How many people actually lie awake at night worrying about the ratio of federal debt to GDP? How many really lose sleep over tort reform, farm subsidies, campaign finance or even immigration?
The answer is probably not many – at least not compared with how many fret over personal financial situations. And student loans are some of the biggest and fastest growing contributors to those worries.
How refreshing, then, that the president of the United States would notice that. Few of the others vying for his job have connected to anything so mundane.
In his 2010 State of the Union speech, President Obama proposed an income-based repayment plan for student loans, which Congress then enacted. It limits payments to 15 percent of borrowers’ discretionary income. That is set to go to 10 percent in 2014.
Obama is now proposing to make those benefits effective in 2012 and to make it easier for borrowers to participate in the program. He also wants to offer a discount to borrowers seeking to consolidate existing student loans, about 6 million of whom have current direct loans and older, higher cost, Federal Family Education Loans.
This is seemingly esoteric stuff, but it is a reality millions of families face. It is an unhappy paradox that as the world shifts toward an economy based increasingly on information, knowledge and intellectual capital, the education essential to financial success is becoming increasingly more expensive. According to the Chronicle of Higher Education, 123 U.S. schools now charge more than $50,000 per year in tuition and fees. A survey released last week by the College Board says fees, room and board at four-year public colleges now averages more than $17,000 per year. At private schools, the comparable cost is more than $38,000.
At those prices, the days of working one’s way through school are over. If 18-year-olds could make $40,000 per year, they would not be so eager to go to college.

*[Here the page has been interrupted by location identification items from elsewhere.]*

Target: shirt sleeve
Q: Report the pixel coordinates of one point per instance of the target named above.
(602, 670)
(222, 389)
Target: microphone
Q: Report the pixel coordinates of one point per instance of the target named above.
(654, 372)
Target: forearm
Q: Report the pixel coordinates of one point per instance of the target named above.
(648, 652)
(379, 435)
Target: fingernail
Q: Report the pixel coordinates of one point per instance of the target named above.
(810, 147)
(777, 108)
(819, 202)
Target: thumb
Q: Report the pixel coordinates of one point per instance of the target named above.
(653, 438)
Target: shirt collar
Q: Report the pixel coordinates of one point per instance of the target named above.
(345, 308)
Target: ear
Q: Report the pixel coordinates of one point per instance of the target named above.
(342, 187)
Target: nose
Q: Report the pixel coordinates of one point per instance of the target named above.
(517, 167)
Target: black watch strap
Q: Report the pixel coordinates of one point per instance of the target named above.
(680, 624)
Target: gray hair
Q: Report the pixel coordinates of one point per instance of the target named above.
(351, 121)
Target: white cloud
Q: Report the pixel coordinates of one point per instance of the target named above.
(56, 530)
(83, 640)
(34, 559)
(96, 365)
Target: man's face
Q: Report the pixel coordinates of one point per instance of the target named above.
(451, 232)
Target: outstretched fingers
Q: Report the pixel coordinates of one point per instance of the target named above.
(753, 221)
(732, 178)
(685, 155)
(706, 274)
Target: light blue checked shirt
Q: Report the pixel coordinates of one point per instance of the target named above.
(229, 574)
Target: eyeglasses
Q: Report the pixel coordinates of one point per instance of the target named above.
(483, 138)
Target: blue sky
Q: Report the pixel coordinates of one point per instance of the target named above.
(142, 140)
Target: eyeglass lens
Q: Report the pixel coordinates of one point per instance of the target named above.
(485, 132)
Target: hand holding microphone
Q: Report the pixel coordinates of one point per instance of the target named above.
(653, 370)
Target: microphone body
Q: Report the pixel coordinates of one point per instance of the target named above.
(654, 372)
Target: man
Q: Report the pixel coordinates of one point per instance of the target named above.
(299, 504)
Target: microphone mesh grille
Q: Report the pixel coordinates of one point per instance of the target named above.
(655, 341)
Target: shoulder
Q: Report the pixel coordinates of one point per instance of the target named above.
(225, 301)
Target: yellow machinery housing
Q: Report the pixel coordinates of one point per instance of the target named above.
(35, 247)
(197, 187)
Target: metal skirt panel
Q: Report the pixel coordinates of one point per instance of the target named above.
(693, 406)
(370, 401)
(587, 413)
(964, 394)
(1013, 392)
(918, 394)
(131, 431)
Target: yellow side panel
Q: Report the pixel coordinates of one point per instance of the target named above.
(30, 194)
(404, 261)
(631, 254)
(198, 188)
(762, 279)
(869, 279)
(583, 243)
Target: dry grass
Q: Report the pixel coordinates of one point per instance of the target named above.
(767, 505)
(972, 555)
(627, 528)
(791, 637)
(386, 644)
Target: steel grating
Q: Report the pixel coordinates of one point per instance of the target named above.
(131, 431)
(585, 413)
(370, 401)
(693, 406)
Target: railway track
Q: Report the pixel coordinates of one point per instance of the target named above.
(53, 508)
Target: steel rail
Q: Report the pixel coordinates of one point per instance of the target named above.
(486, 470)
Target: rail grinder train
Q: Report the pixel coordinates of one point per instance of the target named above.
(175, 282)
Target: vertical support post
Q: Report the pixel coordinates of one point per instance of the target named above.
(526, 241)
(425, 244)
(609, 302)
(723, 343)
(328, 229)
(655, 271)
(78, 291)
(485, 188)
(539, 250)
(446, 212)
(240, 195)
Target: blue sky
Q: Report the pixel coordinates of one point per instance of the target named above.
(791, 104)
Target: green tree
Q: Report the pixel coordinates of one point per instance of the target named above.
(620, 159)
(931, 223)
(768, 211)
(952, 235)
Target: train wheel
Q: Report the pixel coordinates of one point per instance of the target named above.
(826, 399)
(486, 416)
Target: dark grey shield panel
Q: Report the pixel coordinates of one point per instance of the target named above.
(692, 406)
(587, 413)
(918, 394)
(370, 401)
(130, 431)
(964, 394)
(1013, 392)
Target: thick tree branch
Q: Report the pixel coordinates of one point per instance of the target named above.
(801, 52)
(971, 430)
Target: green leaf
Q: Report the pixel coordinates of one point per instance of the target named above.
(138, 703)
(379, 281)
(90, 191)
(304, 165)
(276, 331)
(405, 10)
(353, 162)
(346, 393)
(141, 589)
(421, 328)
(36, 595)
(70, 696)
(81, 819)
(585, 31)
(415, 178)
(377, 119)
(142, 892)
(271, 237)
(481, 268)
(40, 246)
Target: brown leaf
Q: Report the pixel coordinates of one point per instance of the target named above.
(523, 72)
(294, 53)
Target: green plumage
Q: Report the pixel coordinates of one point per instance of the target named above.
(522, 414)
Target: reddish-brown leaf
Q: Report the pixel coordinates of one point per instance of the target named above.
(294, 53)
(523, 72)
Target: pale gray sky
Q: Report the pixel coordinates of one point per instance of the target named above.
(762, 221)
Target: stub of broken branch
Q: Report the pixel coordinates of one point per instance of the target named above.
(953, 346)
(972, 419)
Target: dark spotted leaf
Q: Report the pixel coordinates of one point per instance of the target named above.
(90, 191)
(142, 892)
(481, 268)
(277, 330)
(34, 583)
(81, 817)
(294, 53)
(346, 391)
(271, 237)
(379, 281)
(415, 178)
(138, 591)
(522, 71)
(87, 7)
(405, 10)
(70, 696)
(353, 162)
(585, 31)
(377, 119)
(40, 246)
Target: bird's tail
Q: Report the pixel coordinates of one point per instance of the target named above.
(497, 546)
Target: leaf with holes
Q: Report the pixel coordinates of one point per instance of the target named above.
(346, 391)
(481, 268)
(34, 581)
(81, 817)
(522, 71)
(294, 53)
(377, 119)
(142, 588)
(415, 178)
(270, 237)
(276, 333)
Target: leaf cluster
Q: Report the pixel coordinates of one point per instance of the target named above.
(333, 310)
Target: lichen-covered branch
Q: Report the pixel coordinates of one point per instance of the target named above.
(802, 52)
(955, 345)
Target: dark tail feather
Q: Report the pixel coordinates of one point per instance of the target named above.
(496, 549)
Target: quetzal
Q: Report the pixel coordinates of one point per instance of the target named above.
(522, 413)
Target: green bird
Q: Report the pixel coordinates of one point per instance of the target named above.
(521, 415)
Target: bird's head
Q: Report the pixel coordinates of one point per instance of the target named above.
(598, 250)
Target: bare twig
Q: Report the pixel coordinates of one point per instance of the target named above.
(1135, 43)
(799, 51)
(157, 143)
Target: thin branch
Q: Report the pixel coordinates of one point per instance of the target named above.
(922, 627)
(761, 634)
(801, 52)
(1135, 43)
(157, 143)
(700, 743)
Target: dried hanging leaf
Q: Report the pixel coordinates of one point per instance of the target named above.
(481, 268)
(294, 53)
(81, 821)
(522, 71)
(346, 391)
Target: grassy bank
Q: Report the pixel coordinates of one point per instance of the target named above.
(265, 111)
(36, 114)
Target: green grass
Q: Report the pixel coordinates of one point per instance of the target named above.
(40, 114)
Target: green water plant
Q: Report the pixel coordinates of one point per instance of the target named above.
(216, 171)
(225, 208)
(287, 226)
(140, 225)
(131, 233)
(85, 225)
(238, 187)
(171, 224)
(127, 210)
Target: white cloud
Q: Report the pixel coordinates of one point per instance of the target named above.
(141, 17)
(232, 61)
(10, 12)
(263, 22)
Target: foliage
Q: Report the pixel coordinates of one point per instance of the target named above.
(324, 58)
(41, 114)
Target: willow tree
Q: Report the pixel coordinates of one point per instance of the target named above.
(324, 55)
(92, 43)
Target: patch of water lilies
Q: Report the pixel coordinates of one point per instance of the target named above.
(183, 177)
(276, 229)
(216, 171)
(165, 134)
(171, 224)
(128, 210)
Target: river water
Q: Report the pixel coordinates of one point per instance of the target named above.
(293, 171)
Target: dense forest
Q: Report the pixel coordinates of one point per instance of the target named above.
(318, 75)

What is more, there is no reason to think the situation will improve. A study by the University of Virginia says that from 1985 to 2005, the percentage of revenue received by colleges and universities from tuition rose from 22 percent to 36 percent. As states face increasing pressure to cut spending, reducing the funding for higher education is all but unavoidable. That inevitably shifts costs onto students and their families.
That usually means borrowing money. The question then becomes: Do parents mortgage their homes, endanger their own financial well-being or put their retirement at risk? Or do they send their kids out into the world with an unmanageable debt load?
It is a choice with no good answer. In a nation that has largely outsourced its manufacturing sector, forgoing higher education is not an attractive option, at least not for anyone with middle-class aspirations. The military and scholarships can help with college costs, but neither are options available to all.
The more typical result is debt, which can have ramifications far beyond those affecting an individual or even a family. How, for example, can a college grad with $20,000, $50,000 or even $100,000 in debt take a job as a teacher or a cop? Not everyone can be a doctor or an engineer, so with debt levels like that, we are pushing the best and the brightest away from the most important jobs and toward areas that may be more immediately lucrative but that are ultimately less productive.
Will Obama’s ideas fix the situation? No, but they could help. And millions of American families can take heart that someone is at least voicing their concerns.